Fighting Hunger - It's Just That Simple

Mar 11, 2019 at 04:06 pm by MarlenaRMG

By Paige Atwell

“Loving people unconditionally is the greatest medicine this world could ever give, and we should be distributing that medicine a lot more often.”

Over fifteen years ago, Chris Whitney had been praying hard about his calling when a simple phrase popped into his head: One Generation Away. Having absolutely no idea what it meant, but feeling God was intentionally putting it on his heart, he reserved the domain name, just in case. Today, he could tell you exactly what it means: fighting hunger. It’s just that simple.

After moving to Franklin fourteen and a half years ago, Chris and his Wife Elaine had a change of paths. While building a new church, they saw an enormous, yet simple problem in our community that they felt called to address: hunger.

“We started working out of our car, and we would fill it up with as much food as we could fit in it,” explains Chris. “Then, we would go down to public housing and places like that and just start serving people.”

In 2013, One Generation Away officially received its 501c3 certification, and in a big leap of faith, they purchased their first warehouse space that November. Six years later, One Generation Away has grown tremendously. In 2018, they held forty mobile food pantries and provided 1.5 million meals to families in need, including a few disaster relief trips. With a budget of just under $500,000, they were able to provide $5 million worth of food thanks to community and business donations. One Generation Away prides itself on partnering with local restaurants to collect and distribute food that would otherwise be wasted. These include big chains such as Whole Foods, Costco, Outback Steakhouse, Chick-Fi-La, Carrabba’s, GFS, Fresh Market, Bonefish, Cheesecake Factory and soon, even Starbucks.

“Being with Chick-Fi-La in the restaurant business, the quality is pretty high. There is a lot of waste through the restaurant industry as you try to maintain food quality,” explains Chick-Fi-La Director of Operations Jeff Hooper. “The food may not be sellable based on our companies’ standards, but the food is till good food, safe food. So,I reached out to Chris. They pick everything up and distribute it throughout the community. We are able to reach and continue to help our community in more ways than just providing an option to eat lunch and dinner.”

One Generation Away is unique in its distribution model. They collect as much food as they can from anywhere they can because there is, quite literally, no one they won’t feed. “We’ve asked people to prove that they are sufficiently deficient to get help, and that’s just not very good,” says Chris.“Imagine going your whole life like that, where I have to go prove to somebody again that I’m not worthy enough. Over time, it just erodes your humanity a little bit and your self-esteem and honor. We don’t ask any questions. You don’t need to prove anything to us.”

While One Generation Away prides itself on being a “no questions asked” organization,there is one thing they do ask each person they serve: is there anything we can pray about for you?

“The thing is, I need a segment of our population that doesn’t see hunger and that it exists to see it, and they get to see it face to face because they are looking at another human being,” explains John. The other thing we get to do is let them know, ‘hey, we care about you more than just giving you a box of food,’ We want to know what’s going on in your life. What can we pray for for you? What can we do to help you?
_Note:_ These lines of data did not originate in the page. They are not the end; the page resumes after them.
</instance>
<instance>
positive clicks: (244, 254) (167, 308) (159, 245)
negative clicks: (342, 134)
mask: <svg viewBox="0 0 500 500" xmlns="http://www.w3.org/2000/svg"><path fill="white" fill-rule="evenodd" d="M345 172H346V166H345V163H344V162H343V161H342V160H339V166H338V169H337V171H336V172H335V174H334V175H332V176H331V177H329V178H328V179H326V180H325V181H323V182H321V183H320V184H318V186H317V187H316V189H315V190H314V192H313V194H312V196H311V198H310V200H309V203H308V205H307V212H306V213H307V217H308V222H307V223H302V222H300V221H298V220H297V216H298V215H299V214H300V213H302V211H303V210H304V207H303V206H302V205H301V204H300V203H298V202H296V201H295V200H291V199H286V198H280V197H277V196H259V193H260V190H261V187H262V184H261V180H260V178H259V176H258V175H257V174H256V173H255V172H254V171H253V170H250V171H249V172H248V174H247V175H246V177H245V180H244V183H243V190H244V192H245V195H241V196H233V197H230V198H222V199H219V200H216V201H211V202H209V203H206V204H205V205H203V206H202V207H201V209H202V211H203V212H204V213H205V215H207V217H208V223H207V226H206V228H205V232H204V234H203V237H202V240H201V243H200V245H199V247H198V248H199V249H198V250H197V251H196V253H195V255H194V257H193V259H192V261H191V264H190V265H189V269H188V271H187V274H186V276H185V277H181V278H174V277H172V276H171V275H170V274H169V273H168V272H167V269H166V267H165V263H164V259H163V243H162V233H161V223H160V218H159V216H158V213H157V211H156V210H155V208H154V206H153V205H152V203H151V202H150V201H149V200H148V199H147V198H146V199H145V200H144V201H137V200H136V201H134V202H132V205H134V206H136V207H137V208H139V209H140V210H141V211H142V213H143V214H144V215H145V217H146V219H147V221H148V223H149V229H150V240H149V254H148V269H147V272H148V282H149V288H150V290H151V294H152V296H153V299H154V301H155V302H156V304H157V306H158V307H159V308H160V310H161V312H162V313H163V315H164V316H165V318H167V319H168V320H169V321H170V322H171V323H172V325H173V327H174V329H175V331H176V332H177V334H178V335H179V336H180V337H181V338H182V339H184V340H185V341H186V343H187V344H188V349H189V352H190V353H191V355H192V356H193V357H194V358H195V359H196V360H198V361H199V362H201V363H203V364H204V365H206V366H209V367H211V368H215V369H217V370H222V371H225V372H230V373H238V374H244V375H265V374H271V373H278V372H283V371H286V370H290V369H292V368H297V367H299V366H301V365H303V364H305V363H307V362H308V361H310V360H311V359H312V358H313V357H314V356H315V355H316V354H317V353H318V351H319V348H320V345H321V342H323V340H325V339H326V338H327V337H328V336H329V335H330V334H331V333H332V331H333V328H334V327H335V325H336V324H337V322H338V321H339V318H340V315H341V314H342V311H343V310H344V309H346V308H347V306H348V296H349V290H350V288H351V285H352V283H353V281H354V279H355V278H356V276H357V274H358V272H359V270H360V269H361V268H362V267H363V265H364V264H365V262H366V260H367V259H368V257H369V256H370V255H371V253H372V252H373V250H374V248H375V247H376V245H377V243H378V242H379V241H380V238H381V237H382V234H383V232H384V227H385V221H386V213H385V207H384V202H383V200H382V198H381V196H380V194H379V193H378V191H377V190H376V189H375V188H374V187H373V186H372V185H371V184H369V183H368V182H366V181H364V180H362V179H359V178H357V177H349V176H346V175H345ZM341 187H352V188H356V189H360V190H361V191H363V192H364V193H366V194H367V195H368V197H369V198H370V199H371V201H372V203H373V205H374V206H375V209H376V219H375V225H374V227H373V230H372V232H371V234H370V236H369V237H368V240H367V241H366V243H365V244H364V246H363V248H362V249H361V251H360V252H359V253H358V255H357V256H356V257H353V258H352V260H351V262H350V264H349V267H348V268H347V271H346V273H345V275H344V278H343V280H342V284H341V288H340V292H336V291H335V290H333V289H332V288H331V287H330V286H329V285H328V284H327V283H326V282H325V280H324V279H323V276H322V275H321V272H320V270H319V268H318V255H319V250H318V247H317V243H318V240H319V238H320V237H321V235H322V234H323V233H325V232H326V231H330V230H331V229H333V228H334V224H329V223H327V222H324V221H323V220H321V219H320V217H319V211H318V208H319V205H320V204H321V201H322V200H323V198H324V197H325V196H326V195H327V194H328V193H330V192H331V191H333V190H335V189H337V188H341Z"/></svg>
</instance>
Is there somewhere we can connect you to to get whatever else you need? 99.9% say yes.”

At the beginning of the year, One Generation saw a need with furloughed government workers. Going through the longest government shut down in history, the organization spent a day serving and donating to the employees of the IRS office in Cool Springs.

“The face of hunger is a lot different than what you think it is. Some of them are in suits, some are in nice clothes, you just never know. Most people are in a pocket or season for life that’s challenging for the moment. If we can help them bridge that gap, that’s what we’re looking for.”

With a staff of just seven, One Generation Away relies heavily on their volunteers. But according to Chris, it’s not that hard. After all, once they serve for the first time, they’re hooked. In fact, their current volunteer list has more than 1,300 people on it.

“This is food, and it’s readily available. We throw enough food away to feed the whole country,” explains Chris. “Our passion is to wipe hunger off the face of America by teaching people to love one another through service. Serving another human with no questions asked; It’ll change everything.”